Le chef de l’Etat burundais a annoncé, le 7 juin lors de la promulgation de la nouvelle Constitution de son pays, qu’il ne briguera pas un nouveau mandat pendant la prochaine présidentielle. La promesse du dirigeant burundais tombe comme un tonnerre au sein des milieux politiques de son pays, dont l’opposition qui lui reprochait, il y a quelques jours, de vouloir par tous les moyens s’accrocher au pouvoir.
Officiellement, il s’agit pour lui de respecter la parole donnée il y a trois ans.
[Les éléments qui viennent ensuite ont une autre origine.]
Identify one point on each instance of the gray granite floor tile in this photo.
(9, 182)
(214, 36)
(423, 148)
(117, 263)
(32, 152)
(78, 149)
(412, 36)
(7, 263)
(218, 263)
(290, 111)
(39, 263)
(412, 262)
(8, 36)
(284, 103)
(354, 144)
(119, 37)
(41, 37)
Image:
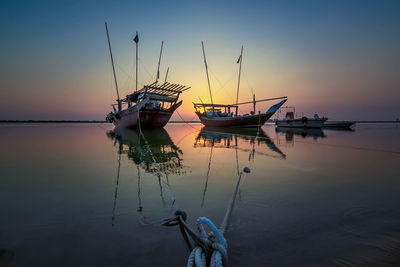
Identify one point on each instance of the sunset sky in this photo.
(340, 59)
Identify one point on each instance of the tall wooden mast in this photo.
(166, 75)
(240, 69)
(208, 79)
(136, 40)
(159, 60)
(112, 63)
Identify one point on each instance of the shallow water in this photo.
(79, 194)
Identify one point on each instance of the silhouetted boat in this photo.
(314, 133)
(150, 107)
(338, 124)
(213, 115)
(227, 138)
(304, 122)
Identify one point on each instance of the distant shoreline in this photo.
(96, 121)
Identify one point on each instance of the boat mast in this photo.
(240, 70)
(254, 103)
(208, 79)
(112, 63)
(166, 75)
(159, 60)
(136, 40)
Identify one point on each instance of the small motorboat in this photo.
(339, 124)
(303, 122)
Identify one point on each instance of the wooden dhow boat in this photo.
(150, 107)
(221, 115)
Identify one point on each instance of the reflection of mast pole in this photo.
(140, 208)
(208, 172)
(161, 191)
(116, 188)
(237, 159)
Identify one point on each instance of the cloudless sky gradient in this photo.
(336, 58)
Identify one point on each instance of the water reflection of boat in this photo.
(314, 133)
(152, 150)
(227, 138)
(166, 154)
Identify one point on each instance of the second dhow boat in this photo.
(150, 107)
(221, 115)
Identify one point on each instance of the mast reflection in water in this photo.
(227, 138)
(154, 152)
(165, 152)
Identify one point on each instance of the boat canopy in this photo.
(167, 92)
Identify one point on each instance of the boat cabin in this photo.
(161, 97)
(215, 110)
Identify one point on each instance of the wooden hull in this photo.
(148, 119)
(301, 123)
(339, 124)
(246, 121)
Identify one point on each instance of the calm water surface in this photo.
(82, 195)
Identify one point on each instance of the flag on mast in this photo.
(239, 59)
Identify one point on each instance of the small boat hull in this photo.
(301, 123)
(339, 124)
(245, 121)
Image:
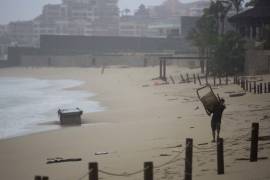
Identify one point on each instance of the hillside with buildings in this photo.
(99, 18)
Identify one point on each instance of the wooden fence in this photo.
(148, 167)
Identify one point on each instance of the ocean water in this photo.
(30, 105)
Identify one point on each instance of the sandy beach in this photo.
(143, 121)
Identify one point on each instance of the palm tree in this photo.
(237, 5)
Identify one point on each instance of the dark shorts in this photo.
(215, 125)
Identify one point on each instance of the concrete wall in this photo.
(257, 62)
(136, 59)
(85, 60)
(108, 44)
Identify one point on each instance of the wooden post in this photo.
(164, 70)
(254, 142)
(183, 79)
(188, 160)
(199, 79)
(220, 156)
(172, 79)
(148, 171)
(38, 178)
(93, 171)
(187, 77)
(243, 84)
(160, 68)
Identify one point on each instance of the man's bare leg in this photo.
(214, 135)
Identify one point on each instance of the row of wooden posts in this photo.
(253, 86)
(195, 77)
(149, 167)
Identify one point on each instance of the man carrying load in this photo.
(216, 118)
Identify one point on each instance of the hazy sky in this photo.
(12, 10)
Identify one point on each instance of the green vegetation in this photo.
(225, 51)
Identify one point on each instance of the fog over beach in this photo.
(27, 103)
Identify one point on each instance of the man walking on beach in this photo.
(216, 118)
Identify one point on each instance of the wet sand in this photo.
(143, 122)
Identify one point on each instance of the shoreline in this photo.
(46, 119)
(143, 122)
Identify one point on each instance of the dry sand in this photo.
(143, 121)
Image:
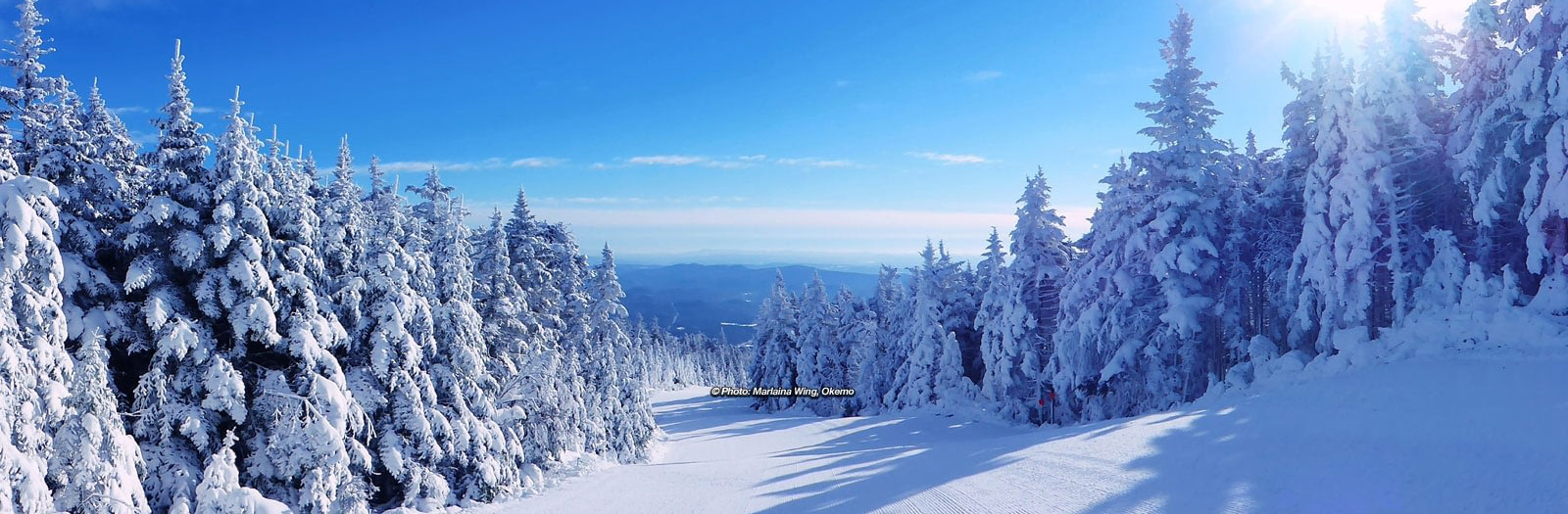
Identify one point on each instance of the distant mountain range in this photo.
(720, 298)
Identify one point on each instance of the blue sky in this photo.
(797, 130)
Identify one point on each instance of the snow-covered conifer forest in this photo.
(214, 326)
(216, 323)
(1419, 201)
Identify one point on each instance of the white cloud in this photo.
(953, 159)
(984, 75)
(640, 201)
(538, 162)
(780, 218)
(814, 162)
(686, 161)
(486, 164)
(666, 161)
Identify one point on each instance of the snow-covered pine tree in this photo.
(1183, 235)
(776, 342)
(344, 240)
(541, 274)
(33, 381)
(1313, 266)
(28, 101)
(631, 423)
(525, 368)
(815, 336)
(1109, 309)
(1479, 133)
(1250, 251)
(932, 373)
(190, 391)
(1541, 28)
(99, 466)
(220, 490)
(1024, 304)
(114, 149)
(457, 364)
(386, 356)
(303, 436)
(855, 333)
(1403, 94)
(1361, 292)
(820, 357)
(882, 356)
(91, 203)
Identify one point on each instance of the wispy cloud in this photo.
(953, 159)
(984, 75)
(538, 162)
(814, 162)
(640, 201)
(686, 161)
(916, 221)
(488, 164)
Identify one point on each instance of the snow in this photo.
(1447, 433)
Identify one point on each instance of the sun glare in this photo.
(1346, 12)
(1355, 13)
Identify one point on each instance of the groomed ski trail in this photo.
(1446, 435)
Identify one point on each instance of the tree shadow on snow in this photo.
(720, 417)
(882, 459)
(1250, 459)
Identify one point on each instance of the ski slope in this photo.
(1470, 433)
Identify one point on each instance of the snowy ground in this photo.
(1471, 433)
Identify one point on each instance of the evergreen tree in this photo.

Mais des spécialistes pointent notamment le lâchage régional, des dissensions internes et les conséquences des sanctions européennes.
Suite à cette annonce, la Belgique espère que les autorités burundaises pourront désormais s’atteler à l’ouverture de l’espace public et démocratique qui est indispensable en vue des élections de 2020. La Belgique plaide par conséquent pour la reprise du dialogue inclusif, sous l’égide de la région et dans l’esprit des accords d’Arusha. Le Ministre Reynders a décidé de dépêcher son Envoyé spécial pour la région des Grands Lacs au Burundi pour insister en ce sens.
Les experts évoquent deux raisons qui pourraient pousser le président Burundais á une crise de conscience.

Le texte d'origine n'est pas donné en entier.